SEC OBTAINS PRELIMINARY INJUNCTION TO STOP FRAUDULENT INVESTMENT SCHEME
The Securities and Exchange Commission announced today that on March 6, 2002, the United States District Court for the District of Utah entered a preliminary injunction prohibiting defendants Gary L. Moody, Steven R. Moody, Virtual Private Marketplace, Ltd., and Billpay Systems LLC from engaging in the fraudulent offer and sale of securities. The injunction also freezes the defendants' assets. The Moodys opposed the issuance of a preliminary injunction. They requested a three-week extension of the temporary restraining order and then a hearing on the SEC's Motion for Preliminary Injunction. The court denied their request.
The Court previously had entered a temporary restraining order and an asset freeze against the defendants on February 6, 2002. The Commission's complaint alleges that beginning in 2001, Gary Moody and his brother Steven Moody lured investors to send their money to Virtual Private Marketplace, Ltd. and Billpay Systems LLC by promising them astronomical investment returns in a short time to be paid out in coupons that could be used at various retail stores. Defendants raised over $500,000 by falsely claiming that the Moodys were experienced businessmen, were worth over a billion dollars, and that Gary Moody had received, or was soon to receive, four doctorate degrees from Harvard University. In fact, Gary Moody is a convicted felon and Steven Moody filed for personal bankruptcy in 2000. In addition, there is no evidence that the investors' funds have been placed in income generating investments.

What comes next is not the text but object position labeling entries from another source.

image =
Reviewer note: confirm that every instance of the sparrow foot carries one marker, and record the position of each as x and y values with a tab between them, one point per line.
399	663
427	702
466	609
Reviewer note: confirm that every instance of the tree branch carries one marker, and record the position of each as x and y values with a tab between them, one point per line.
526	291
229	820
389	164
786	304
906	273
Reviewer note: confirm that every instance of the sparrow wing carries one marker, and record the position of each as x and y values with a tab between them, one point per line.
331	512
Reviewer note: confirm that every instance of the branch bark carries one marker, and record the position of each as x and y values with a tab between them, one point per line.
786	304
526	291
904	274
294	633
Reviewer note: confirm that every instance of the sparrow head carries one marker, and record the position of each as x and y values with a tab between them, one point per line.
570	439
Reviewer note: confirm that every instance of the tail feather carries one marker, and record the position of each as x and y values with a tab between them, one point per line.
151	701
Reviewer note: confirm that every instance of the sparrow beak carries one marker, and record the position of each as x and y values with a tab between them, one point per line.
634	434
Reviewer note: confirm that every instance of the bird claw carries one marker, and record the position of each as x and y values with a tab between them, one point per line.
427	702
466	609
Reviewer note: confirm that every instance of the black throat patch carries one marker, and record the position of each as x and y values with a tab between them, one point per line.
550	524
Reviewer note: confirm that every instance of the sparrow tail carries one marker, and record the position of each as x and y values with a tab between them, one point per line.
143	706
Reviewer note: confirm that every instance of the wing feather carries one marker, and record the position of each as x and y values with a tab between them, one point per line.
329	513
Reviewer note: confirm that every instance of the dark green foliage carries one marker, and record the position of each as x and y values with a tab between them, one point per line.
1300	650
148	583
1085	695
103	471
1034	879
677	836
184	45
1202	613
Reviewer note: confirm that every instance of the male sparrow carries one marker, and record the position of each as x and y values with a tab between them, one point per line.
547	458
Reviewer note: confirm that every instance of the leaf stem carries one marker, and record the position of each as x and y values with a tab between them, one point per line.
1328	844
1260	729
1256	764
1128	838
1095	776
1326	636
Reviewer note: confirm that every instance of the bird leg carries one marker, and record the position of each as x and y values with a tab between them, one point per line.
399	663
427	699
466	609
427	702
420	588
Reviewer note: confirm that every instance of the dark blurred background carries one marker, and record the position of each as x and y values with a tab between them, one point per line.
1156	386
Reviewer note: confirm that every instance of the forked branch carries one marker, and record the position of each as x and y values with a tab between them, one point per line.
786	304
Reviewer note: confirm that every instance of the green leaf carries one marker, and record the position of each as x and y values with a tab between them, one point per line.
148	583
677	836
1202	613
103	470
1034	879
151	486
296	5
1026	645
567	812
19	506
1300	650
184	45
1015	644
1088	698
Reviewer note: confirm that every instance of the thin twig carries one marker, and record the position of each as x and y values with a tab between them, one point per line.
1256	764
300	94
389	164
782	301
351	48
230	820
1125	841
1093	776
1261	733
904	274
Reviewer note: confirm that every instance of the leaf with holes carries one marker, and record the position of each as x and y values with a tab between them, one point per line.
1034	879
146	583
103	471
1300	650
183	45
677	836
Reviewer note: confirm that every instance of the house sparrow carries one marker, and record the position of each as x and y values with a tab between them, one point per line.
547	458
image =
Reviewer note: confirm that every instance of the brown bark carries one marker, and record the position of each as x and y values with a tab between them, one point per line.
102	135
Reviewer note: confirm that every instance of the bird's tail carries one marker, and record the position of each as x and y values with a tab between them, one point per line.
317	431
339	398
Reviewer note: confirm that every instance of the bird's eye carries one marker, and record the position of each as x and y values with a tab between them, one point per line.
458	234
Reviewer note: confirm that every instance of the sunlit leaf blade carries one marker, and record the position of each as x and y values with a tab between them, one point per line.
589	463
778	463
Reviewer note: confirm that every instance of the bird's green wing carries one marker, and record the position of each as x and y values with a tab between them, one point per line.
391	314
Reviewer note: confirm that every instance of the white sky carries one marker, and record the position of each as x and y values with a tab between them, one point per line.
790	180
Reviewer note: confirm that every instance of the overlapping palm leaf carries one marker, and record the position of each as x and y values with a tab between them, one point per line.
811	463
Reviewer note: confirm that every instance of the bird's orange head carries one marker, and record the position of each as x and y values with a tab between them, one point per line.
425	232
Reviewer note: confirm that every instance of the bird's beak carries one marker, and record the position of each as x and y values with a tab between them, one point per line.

Instead, investors' funds have been placed in bank accounts controlled by the Moodys and investors were paid their alleged returns with checks that bounced, and others received just a fraction of their original investment.
The preliminary injunction enjoins Gary Moody and his co-defendants, during the pendency of this action, from violating the antifraud provisions of the federal securities laws, Sections 5(a), (c), and 17(a) of the Securities Act of 1933, Section 10(b) of the Securities Exchange Act of 1934 and Rule 10b-5 promulgated thereunder. For additional information, see L.R. 17355 (February 6, 2002).
The Commission wishes to thank the Utah Department of Commerce, Division of Securities, for its assistance in this matter.